The basic idea of our efficient strategy is to record the starting positions and founder origins (founder chromosome identifiers) of each chromosome segment rather than the allele state at each locus for the whole genome.

An example to illustrate the simulation strategy is shown in figure 1. The pairs of starting base pair position and origin vectors for founder 1 are {[0], [a]} and {[0], [b]}. During meiosis, assuming a crossover occurs at base pair position 12 (e.g. 12.0 Mb), the pair of position and origin vectors for one of the resulting recombinant chromosomes is {[0, 12], [a, b]}. Similarly, pairs of position and origin vectors for founder 2 are {[0], [c]} and {[0], [d]}. Assuming a crossover occurs at base pair position 47 (e.g. 47.0 Mb), the pair of position and origin vectors for one of the resulting recombinant chromosomes is {[0, 47], [c, d]} . Thus, the chromosomes of the offspring of founder 1 and founder 2 are {[0, 12], [a, b]} and {[0, 47], [c, d]}. Suppose a crossover occurs at base pair position 32 during meiosis in this offspring.

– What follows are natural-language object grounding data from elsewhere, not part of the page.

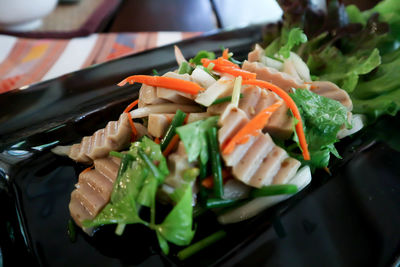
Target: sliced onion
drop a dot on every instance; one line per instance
(178, 55)
(254, 207)
(163, 108)
(272, 63)
(202, 77)
(301, 67)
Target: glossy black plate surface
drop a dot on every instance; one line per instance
(351, 218)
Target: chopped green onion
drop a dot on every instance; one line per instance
(224, 99)
(196, 247)
(236, 91)
(203, 170)
(178, 120)
(71, 231)
(221, 203)
(215, 161)
(271, 190)
(116, 154)
(156, 172)
(120, 229)
(185, 68)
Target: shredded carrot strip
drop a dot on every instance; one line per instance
(225, 66)
(236, 72)
(328, 170)
(134, 131)
(87, 169)
(208, 182)
(171, 145)
(252, 128)
(131, 105)
(292, 105)
(225, 53)
(186, 118)
(166, 82)
(220, 62)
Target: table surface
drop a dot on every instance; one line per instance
(196, 15)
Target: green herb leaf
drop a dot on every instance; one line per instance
(194, 138)
(295, 37)
(323, 118)
(202, 54)
(177, 226)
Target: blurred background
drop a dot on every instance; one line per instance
(43, 39)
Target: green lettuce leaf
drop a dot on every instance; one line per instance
(194, 138)
(202, 54)
(322, 118)
(344, 70)
(177, 226)
(295, 37)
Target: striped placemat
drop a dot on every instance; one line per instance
(26, 61)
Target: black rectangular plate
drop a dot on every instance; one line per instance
(351, 218)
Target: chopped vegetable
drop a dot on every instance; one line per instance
(193, 136)
(236, 91)
(292, 106)
(271, 190)
(200, 245)
(252, 128)
(116, 154)
(226, 66)
(208, 182)
(225, 54)
(295, 37)
(185, 68)
(200, 55)
(213, 203)
(323, 118)
(174, 141)
(224, 99)
(165, 82)
(177, 121)
(215, 161)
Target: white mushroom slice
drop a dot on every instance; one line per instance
(256, 54)
(158, 124)
(173, 95)
(178, 55)
(254, 207)
(249, 164)
(287, 170)
(268, 168)
(281, 79)
(163, 108)
(216, 90)
(192, 117)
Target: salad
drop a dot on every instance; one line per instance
(236, 137)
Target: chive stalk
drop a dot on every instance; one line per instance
(236, 91)
(215, 161)
(271, 190)
(196, 247)
(177, 121)
(221, 203)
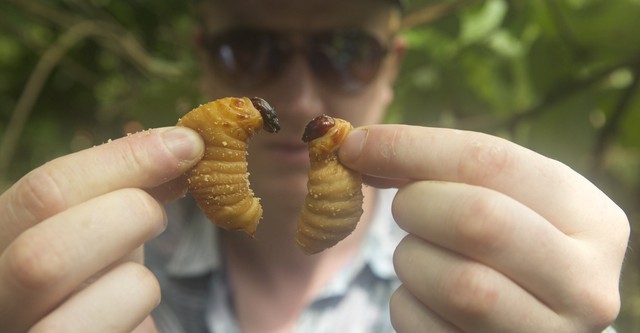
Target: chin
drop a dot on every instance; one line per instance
(281, 193)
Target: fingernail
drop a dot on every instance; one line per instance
(352, 145)
(183, 143)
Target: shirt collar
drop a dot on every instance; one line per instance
(198, 252)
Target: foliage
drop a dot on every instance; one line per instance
(558, 76)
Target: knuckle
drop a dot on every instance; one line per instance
(471, 293)
(143, 277)
(144, 208)
(479, 222)
(40, 193)
(599, 306)
(34, 262)
(483, 160)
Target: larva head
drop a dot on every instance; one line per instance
(318, 127)
(271, 123)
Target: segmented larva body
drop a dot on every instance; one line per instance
(220, 181)
(333, 204)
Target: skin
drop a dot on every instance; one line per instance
(501, 239)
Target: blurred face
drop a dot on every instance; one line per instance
(302, 68)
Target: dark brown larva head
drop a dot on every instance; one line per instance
(271, 123)
(318, 127)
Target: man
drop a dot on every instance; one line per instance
(500, 239)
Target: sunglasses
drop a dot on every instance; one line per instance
(250, 57)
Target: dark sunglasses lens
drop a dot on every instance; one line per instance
(246, 57)
(349, 59)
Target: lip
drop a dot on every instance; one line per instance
(289, 152)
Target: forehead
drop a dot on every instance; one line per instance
(376, 15)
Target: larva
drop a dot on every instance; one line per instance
(220, 181)
(333, 204)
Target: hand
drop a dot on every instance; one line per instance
(71, 233)
(501, 239)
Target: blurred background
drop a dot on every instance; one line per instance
(558, 76)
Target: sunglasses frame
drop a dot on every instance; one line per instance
(349, 66)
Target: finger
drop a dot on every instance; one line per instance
(118, 302)
(497, 231)
(143, 160)
(171, 190)
(383, 182)
(468, 294)
(51, 260)
(550, 188)
(408, 315)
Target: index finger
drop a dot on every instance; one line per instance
(420, 153)
(142, 160)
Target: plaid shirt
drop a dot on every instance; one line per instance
(196, 296)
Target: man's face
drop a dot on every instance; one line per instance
(278, 162)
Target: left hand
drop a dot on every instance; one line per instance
(501, 239)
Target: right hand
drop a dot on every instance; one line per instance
(72, 230)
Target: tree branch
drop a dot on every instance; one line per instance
(39, 76)
(562, 91)
(611, 127)
(431, 13)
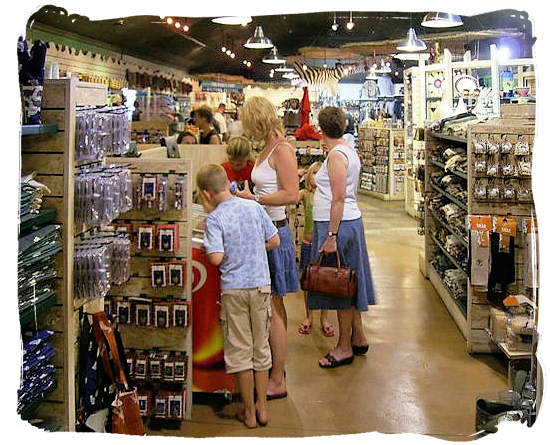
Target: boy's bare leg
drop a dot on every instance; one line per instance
(246, 385)
(277, 340)
(260, 379)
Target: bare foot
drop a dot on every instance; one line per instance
(338, 354)
(327, 329)
(305, 327)
(261, 413)
(248, 420)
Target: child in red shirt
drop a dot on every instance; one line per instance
(239, 165)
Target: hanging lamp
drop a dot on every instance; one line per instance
(441, 20)
(273, 58)
(232, 20)
(258, 40)
(284, 69)
(412, 43)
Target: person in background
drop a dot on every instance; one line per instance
(338, 226)
(306, 197)
(239, 165)
(235, 128)
(222, 124)
(203, 120)
(236, 237)
(186, 138)
(275, 177)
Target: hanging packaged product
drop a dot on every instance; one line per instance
(146, 237)
(158, 275)
(143, 314)
(168, 237)
(480, 228)
(180, 315)
(161, 312)
(531, 253)
(122, 311)
(175, 274)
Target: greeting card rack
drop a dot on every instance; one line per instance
(147, 335)
(52, 157)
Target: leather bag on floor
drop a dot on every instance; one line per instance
(339, 281)
(126, 418)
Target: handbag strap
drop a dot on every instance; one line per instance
(104, 331)
(322, 257)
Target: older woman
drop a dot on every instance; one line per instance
(338, 225)
(275, 175)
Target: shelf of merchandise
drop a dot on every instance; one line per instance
(479, 341)
(395, 154)
(432, 244)
(52, 157)
(177, 339)
(451, 229)
(454, 172)
(32, 130)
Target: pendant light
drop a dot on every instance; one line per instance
(273, 58)
(258, 40)
(232, 20)
(412, 43)
(441, 20)
(283, 69)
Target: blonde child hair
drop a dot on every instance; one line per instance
(238, 147)
(259, 118)
(309, 174)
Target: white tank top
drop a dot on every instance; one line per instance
(322, 198)
(265, 181)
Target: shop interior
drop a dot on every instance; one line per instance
(441, 108)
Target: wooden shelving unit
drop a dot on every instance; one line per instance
(139, 286)
(52, 157)
(457, 309)
(383, 163)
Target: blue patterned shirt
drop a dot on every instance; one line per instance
(239, 228)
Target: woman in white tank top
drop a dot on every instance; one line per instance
(275, 177)
(338, 225)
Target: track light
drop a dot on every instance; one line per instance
(350, 24)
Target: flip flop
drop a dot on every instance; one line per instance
(359, 350)
(327, 329)
(333, 363)
(304, 328)
(281, 395)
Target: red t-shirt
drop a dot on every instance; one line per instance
(242, 175)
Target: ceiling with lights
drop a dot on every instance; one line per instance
(230, 46)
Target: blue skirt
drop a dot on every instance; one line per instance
(282, 265)
(353, 252)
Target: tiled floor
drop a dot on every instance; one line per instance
(417, 377)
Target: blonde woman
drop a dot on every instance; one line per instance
(306, 197)
(275, 176)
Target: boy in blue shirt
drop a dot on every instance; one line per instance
(238, 232)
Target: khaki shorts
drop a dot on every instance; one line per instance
(245, 316)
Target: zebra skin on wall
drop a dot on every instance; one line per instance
(326, 77)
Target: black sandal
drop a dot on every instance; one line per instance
(333, 363)
(359, 350)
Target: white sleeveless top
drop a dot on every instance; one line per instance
(322, 198)
(265, 181)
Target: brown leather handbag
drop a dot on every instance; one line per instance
(339, 281)
(126, 418)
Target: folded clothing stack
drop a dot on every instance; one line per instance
(36, 265)
(38, 372)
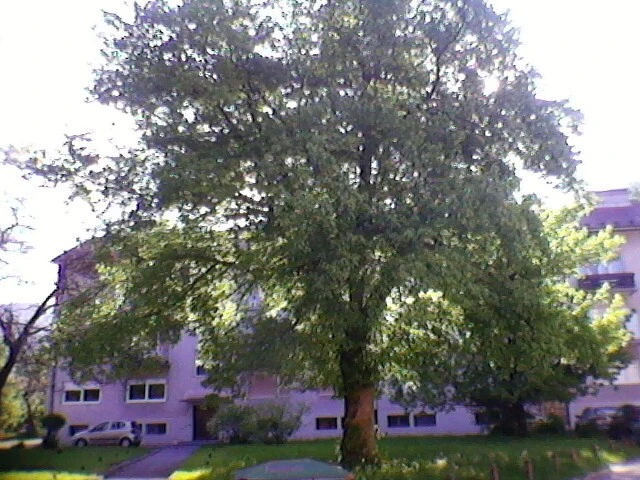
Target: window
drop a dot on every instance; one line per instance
(147, 391)
(326, 423)
(156, 428)
(155, 391)
(397, 421)
(137, 392)
(91, 395)
(73, 429)
(71, 396)
(75, 394)
(484, 417)
(424, 419)
(375, 419)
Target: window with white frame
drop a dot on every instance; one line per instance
(146, 391)
(88, 393)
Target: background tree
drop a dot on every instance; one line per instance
(532, 336)
(330, 157)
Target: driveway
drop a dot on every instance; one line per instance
(618, 471)
(159, 464)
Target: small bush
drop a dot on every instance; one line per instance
(271, 423)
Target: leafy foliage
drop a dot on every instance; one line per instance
(12, 411)
(334, 158)
(532, 336)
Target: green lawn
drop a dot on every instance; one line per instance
(434, 458)
(71, 459)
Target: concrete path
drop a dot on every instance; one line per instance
(157, 465)
(618, 471)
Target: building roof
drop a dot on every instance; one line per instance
(619, 217)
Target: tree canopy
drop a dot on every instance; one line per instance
(532, 337)
(327, 157)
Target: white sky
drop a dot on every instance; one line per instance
(585, 50)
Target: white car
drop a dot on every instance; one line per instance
(125, 434)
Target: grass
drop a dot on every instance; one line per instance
(28, 442)
(434, 458)
(87, 460)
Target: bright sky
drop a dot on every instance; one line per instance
(585, 51)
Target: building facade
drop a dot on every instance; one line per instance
(171, 406)
(617, 209)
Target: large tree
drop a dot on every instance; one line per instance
(328, 155)
(531, 337)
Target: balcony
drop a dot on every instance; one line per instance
(618, 281)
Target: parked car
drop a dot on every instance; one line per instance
(598, 417)
(123, 433)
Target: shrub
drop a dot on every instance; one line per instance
(53, 422)
(553, 424)
(265, 423)
(622, 425)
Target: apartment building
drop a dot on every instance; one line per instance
(617, 209)
(171, 405)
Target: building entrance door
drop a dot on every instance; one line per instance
(201, 416)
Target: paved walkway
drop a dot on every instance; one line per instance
(158, 465)
(618, 471)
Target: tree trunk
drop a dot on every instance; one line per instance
(30, 423)
(6, 369)
(358, 444)
(517, 417)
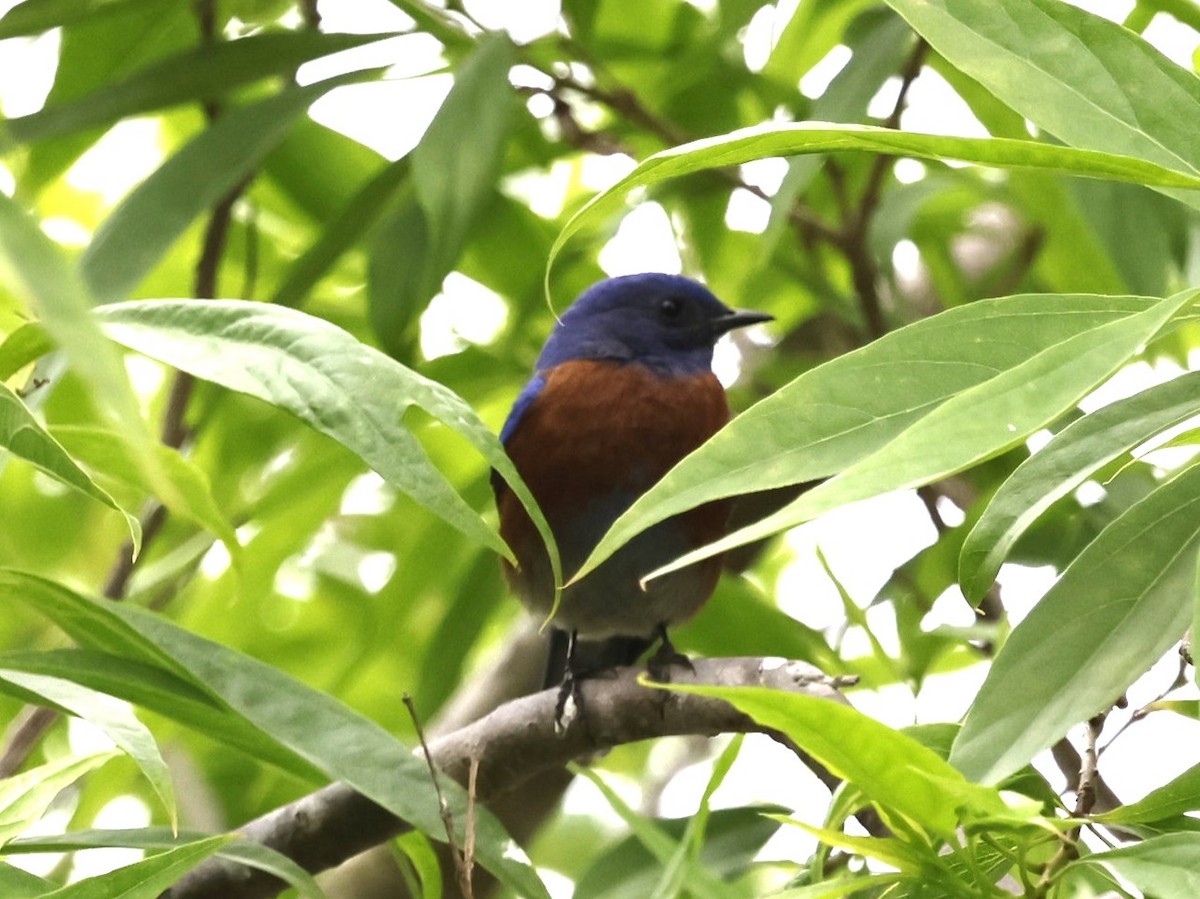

Then, the pair of position and origin vectors for one of the resulting recombinant chromosomes are {[0, 12, 32, 47], [a, b, c, d]}. Then, given the positions of the crossover sites and corresponding origins of chromosomes, the entire genome of any non-founder can be constructed to the density of the founder genomes. In the classical gene drop method, all allele states are dropped down sequentially from founders all the way to last generation. However, in the drop-down strategy proposed here, what are dropped down sequentially from founders to the last generation are sparse vectors containing only founder origins and crossover positions. Thus, in the absence of mutation, computing time and memory requirement to drop down this genomic information over generations is free of the number of loci. Once the origin and position vectors are available in the latter generations of interest, allele state information from founders can be dropped down directly to this generation.